Belong: Where Every Employee Matters
May 19, 2022
“Belong: Where Every Employee Matters,” presented by UHA Health Insurance in partnership with Hawaii Business Magazine and Hawaii Employers Council, featured local mentor/mentee pairs who shared their experiences in cultivating safe relationships to encourage inclusion, connection, and diversity in the workplace.
Panelists:
Francis Choe,
Manager of External Affairs, Alexander & Baldwin
Ikaika Regidor,
Senior Programs Director, YMCA of Honolulu
John Komeiji,
General Counsel and Vice President, Kamehameha Schools
Reina Purvis,
Executive Director, YMCA
As our webinar guests discussed, belonging is a feeling.
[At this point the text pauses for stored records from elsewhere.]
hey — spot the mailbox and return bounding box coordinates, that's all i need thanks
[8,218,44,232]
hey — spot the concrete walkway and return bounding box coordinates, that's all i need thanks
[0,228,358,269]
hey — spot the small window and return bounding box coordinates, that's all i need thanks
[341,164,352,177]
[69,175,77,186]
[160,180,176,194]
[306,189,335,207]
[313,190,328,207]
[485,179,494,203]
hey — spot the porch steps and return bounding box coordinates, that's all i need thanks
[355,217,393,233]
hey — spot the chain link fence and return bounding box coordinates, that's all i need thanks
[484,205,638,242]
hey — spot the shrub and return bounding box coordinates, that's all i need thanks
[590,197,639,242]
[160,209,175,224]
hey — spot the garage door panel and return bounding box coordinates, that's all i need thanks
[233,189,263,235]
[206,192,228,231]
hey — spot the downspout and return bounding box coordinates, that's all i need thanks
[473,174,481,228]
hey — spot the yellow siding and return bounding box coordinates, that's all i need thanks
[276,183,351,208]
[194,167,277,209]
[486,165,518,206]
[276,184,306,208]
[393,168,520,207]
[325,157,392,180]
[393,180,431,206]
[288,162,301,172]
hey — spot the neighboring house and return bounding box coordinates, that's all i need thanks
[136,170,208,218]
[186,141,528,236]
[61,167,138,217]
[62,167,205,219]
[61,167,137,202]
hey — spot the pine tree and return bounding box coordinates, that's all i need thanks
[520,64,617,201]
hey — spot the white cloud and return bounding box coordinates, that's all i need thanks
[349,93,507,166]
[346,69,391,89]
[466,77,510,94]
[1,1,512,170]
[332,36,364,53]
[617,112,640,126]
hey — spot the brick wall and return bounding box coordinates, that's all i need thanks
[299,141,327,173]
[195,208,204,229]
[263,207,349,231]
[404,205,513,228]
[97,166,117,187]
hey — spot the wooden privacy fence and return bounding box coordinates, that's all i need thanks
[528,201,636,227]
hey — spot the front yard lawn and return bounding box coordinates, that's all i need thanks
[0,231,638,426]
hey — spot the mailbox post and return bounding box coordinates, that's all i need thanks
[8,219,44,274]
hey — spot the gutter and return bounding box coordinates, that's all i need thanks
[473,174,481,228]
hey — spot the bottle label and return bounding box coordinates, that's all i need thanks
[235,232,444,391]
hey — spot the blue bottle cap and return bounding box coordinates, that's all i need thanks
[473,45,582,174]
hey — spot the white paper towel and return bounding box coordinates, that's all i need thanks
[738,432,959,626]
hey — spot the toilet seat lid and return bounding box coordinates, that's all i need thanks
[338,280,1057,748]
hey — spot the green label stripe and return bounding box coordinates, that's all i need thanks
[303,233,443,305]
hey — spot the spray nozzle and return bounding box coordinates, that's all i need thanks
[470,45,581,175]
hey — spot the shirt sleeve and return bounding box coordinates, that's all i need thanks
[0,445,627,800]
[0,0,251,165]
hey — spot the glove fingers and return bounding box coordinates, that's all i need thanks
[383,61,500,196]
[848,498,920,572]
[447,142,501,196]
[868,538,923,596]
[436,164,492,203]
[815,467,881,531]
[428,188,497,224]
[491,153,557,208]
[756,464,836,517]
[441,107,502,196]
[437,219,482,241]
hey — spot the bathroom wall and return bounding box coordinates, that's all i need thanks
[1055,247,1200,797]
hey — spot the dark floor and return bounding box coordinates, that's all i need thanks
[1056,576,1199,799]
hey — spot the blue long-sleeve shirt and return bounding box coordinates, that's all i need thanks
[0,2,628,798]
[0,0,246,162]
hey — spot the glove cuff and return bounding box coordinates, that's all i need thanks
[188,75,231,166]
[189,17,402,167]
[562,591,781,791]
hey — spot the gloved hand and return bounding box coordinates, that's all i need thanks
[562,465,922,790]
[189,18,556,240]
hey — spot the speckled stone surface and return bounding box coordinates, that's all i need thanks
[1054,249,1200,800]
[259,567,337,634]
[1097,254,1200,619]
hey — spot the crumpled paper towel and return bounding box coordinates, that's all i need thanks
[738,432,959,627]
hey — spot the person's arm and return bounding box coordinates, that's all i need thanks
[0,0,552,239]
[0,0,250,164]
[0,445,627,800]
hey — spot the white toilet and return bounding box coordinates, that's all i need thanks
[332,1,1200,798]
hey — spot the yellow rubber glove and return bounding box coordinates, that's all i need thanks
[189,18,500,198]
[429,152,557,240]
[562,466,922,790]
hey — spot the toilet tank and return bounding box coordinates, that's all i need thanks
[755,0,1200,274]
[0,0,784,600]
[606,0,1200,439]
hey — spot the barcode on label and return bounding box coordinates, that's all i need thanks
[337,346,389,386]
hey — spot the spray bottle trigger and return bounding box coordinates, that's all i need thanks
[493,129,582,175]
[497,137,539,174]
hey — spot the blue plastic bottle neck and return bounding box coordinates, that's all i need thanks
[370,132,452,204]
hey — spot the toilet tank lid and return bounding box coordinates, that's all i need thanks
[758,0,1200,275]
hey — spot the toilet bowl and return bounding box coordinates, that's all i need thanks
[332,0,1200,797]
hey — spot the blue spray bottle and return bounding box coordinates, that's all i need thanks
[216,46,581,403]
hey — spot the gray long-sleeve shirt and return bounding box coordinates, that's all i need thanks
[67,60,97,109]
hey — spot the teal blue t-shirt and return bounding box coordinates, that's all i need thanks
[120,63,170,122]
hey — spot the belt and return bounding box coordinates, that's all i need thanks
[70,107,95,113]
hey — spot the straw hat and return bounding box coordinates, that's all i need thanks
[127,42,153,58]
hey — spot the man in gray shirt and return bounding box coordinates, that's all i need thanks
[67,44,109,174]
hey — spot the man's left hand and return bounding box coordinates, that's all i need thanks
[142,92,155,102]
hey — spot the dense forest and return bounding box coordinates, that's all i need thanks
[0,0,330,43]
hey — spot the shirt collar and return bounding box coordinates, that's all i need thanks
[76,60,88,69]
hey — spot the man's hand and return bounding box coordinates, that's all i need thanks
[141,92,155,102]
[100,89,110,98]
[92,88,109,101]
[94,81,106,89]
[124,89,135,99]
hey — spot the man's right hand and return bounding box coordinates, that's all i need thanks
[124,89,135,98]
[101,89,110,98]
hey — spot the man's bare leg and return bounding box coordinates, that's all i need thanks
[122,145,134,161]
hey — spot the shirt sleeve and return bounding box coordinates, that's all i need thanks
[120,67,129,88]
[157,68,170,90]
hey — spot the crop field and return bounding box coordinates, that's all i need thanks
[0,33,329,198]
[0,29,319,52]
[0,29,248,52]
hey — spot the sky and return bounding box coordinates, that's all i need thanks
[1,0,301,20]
When we cultivate belonging, it frees employees to do their work rather than be concerned about differences in race, age, ability, gender and health. Such was the case with Reina Purvis, executive director and Ikaika Regidor, senior programs director, at the Nuuanu YMCA.
“[Reina] had a gentle guidance,” Regidor says, explaining that she would check in with him about his personal life, giving him the option to share only what he was comfortable with.
Purvis believes that if supervisors don’t connect with individuals on their teams, they are missing an opportunity to deepen engagement not just between manager and staff, but to the organization and the community in which it serves.
The second mentor/mentee pair, John Komeiji, general counsel and vice president for Kamehameha Schools, and Francis Choe, manager of external affairs at Alexander & Baldwin, formerly the external affairs director at Hawaii Employers Council, spoke about their time together at Hawaiian Telcom. Choe says that Komeiji’s level of trust and support from day one helped him find a sense of belonging and connectedness, which eventually gave him the agency needed to create a young professionals’ employee resource group within the company.
This group allowed engaged individuals with a shared sense of purpose to come together to socialize while trying to tackle professional development issues that they were facing. “[Komeiji] just gave the benefit of the doubt to the employees,” Choe says. “We had his trust and support up front.”
Komeiji believes that allowing employees to do things like create a group of empowered and purpose-driven individuals provides a platform for them to develop solutions to issues within their organization. “I really believe that employees, given the opportunity … will come up with the answers to your problems,” he says. “Our job as leaders is to encourage them, provide some guidance, [and] clear away some of the hurdles that they may face.”